I've never hit this, but it doesn't look too crazy. A couple of digits
and a colon and things begin to match. Ok.

> One easy way to fix this is to provide a column number, like:
>
>   file:1:1: static_lease 10:11:12:13:14:15:16 10.0.0.1
>
> which causes vim to prefer line 1 of "file" again (due to the preference
> order of the various patterns in the default errorformat).

Makes sense.

> There are other options. For example, at least in my version of vim,
> wrapping the file in quotation marks like:
>
>   "file":1: static_lease 10:11:12:13:14:15:16 10.0.0.1
>
> also works. That perhaps would the right thing even if you had the silly
> file name "file:1:1: foo 10". But it's not clear what would happen if
> you had a filename with quotes in it.

Right. Looking around, I can find someone asking the Internet how to
escape the filename and not getting any response.

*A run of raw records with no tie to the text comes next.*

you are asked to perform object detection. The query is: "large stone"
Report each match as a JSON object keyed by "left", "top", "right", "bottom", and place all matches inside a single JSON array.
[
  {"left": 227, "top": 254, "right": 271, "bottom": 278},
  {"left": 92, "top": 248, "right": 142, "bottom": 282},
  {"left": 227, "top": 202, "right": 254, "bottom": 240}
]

> This feature is inherently scraping text, and there's bound to be some
> ambiguities. I don't think it's worth worrying too much about unlikely
> filenames, as its the file content that is more likely to introduce
> unexpected characters.

Agreed. (s/its/it's/)

> So let's just go with the extra ":1" column specifier. We know this is
> supported everywhere, as git-jump's "grep" mode already uses it (and
> thus doesn't exhibit the same problem).
>
> The "merge" mode is mostly immune to this, as it only matches "<<<<<<<"
> conflict marker lines. It's possible of course to have a marker that
> says "foo 10:11" later in the line, but in practice these will only have
> branches and perhaps file names, so it's probably not worth worrying
> about (and fixing it would involve passing --column to the system grep,
> which may not be portable).

I suppose we could use `git grep --no-index` instead of `grep` for `git
jump merge`. Anyway, that's out of scope here.

> I also gave some thought as to whether we could put something more
> useful than "1" in the column field for diffs. In theory we could find

Heh. Yes, in theory everything is possible. Your approach makes sense.

> -               print "$file:$line: $1\n";
> +               print "$file:$line:1: $1\n";

Looks good to me and from my testing, this fixes the problem as
described.

Martin
diff mbox series

Patch

diff --git a/contrib/git-jump/git-jump b/contrib/git-jump/git-jump
index 47e0c557e6..78e7394406 100755
--- a/contrib/git-jump/git-jump
+++ b/contrib/git-jump/git-jump
@@ -50,7 +50,7 @@  mode_diff() {
 	defined($line) or next;
 	if (/^ /) { $line++; next }
 	if (/^[-+]\s*(.*)/) {
-		print "$file:$line: $1\n";
+		print "$file:$line:1: $1\n";
 		$line = undef;
 	}
 	'